9 mag 2016 – Avvicinarsi al Giro d’Italia dal punto di vista della comunicazione è un’invasione di aggettivi. Ci si trova di fronte dapprima alla grande presentazione, poi alla grande partenza. Mentre si pedala si parla di grande evento.
Tutta questa smania di sottolineare l’aggettivo “grande” a momenti rischia di far pensare male, e non serve lo psicologo.
Chi sa di ciclismo, infatti, sa che il Giro d’Italia è qualcosa di grande senza che nessuno glielo debba dire. Chi non sa di ciclismo e ha qualche anno, lo sa lo stesso. Perché il Giro d’Italia è sempre stato un evento. Soprattutto se una volta gli è passato sotto casa. Ed è probabile.
Qualcuno più giovane che non sa di ciclismo e mastica poco di cultura sportiva italiana sì, potrebbe essere il target (quelli del marketing lo chiamano così) giusto.

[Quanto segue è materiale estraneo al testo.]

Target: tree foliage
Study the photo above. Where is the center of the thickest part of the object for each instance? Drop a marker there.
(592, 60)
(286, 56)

Il Giro d’Italia ha già in sé l’aggettivo “grande”. È il Giro, che diamine! Quello con la G maiuscola e non è il giro di casa. Ce l’hanno dimostrato proprio lontano casa: il pubblico dell’Olanda è stato rapito dall’idea di vedere il Giro d’Italia, come lo era stato il pubblico irlandese due anni fa. Un tributo di folla che da noi appartiene ad altri tempi. Diamogliene atto.

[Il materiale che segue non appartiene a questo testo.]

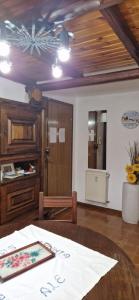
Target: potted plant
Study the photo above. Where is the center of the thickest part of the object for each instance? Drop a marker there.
(130, 195)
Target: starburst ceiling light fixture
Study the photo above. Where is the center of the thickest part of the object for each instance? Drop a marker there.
(40, 36)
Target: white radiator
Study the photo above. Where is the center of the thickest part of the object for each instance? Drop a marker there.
(96, 185)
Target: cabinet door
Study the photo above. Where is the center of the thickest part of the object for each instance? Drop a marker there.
(19, 129)
(18, 197)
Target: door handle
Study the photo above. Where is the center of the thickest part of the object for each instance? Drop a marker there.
(47, 150)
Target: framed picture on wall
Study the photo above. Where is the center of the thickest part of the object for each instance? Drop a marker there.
(130, 119)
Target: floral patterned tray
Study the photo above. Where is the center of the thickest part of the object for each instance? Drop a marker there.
(23, 259)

Ci sta che la comunicazione calchi la mano sull’imponenza dell’evento. La comunicazione serve a vendere al meglio un prodotto, a dargli un’identità.
Quando, su Cyclinside, abbiamo iniziato a far vedere qualche fotografia dal Giro più di qualcuno ci ha scritto: ma come, dall’Olanda?
Sì, proprio l’Olanda.
Che il motivo sia economico non è uno scandalo. La macchina del Giro costa e, ancora di più: se a un’azienda propongono un ottimo affare perché non seguirlo?

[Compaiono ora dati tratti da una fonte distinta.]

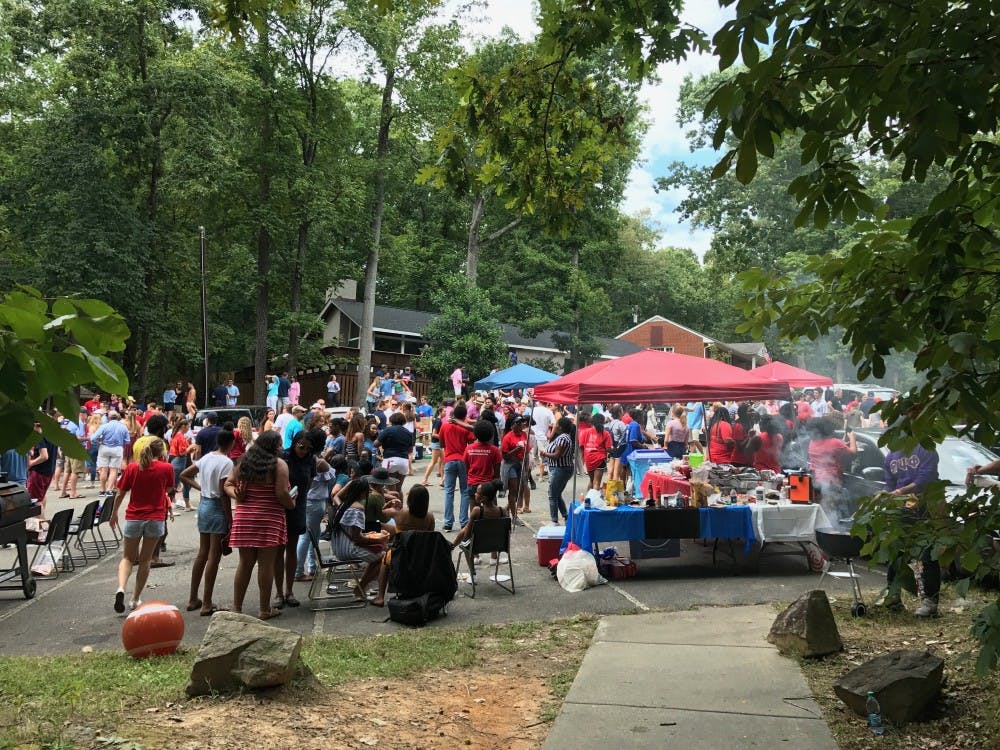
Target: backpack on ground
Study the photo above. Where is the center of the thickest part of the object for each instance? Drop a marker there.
(422, 575)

Il problema, caso mai, si chiama “identità”.
Qual è l’identità del Giro d’Italia? Ha bisogno che questa identità venga costruita a tavolino e magari sia figlia di un grafico dove ci sono i potenziali clienti, i costi, quanto i clienti sono disposti a spendere per un prodotto, la loro età e così via?
L’identità data dal marketing è un biglietto da visita sottile. Ha una bella grafica abituata a vestire anche chi sotto ha poco. Il Giro d’Italia sotto ha lo spessore della storia e dell’avventura dei campioni. La cultura di un’Italia che si è evoluta e unita attorno al ciclismo e grazie ad esso. L’Italia unita da Garibaldi e dal Garibaldi del Giro. In fondo, a ben guardare, fare il marketing del Giro potrebbe essere facile: c’è già tutto.
Basterebbe anche guardare cosa fanno i cugini francesi con il Tour, riconosciuto come la corsa più importante del mondo proprio per le sue radici forti che vengono mantenute e rispettate. Cose come l’arrivo sempre nella stessa città, alcuni luoghi simbolo da far vedere ogni anno in cui il “cliente finale” si ritrova e magari sogna un giorno di andare a vedere.
Poi occorre l’abilità di far vedere moderne delle immagini che alcuni si ostinano a volere impolverate. E invece sono proprio i giovani che vanno a ricercare il gusto di quel tempo che fu. E non ci sarebbe stata necessità di cambiare il colore delle maglie (o addirittura il nome di alcune corse – anch’esse già forti di una loro identità definita e ora dissolte nel dimenticatoio).
Ma chi studia marketing, viene da chiederci, la studia la storia?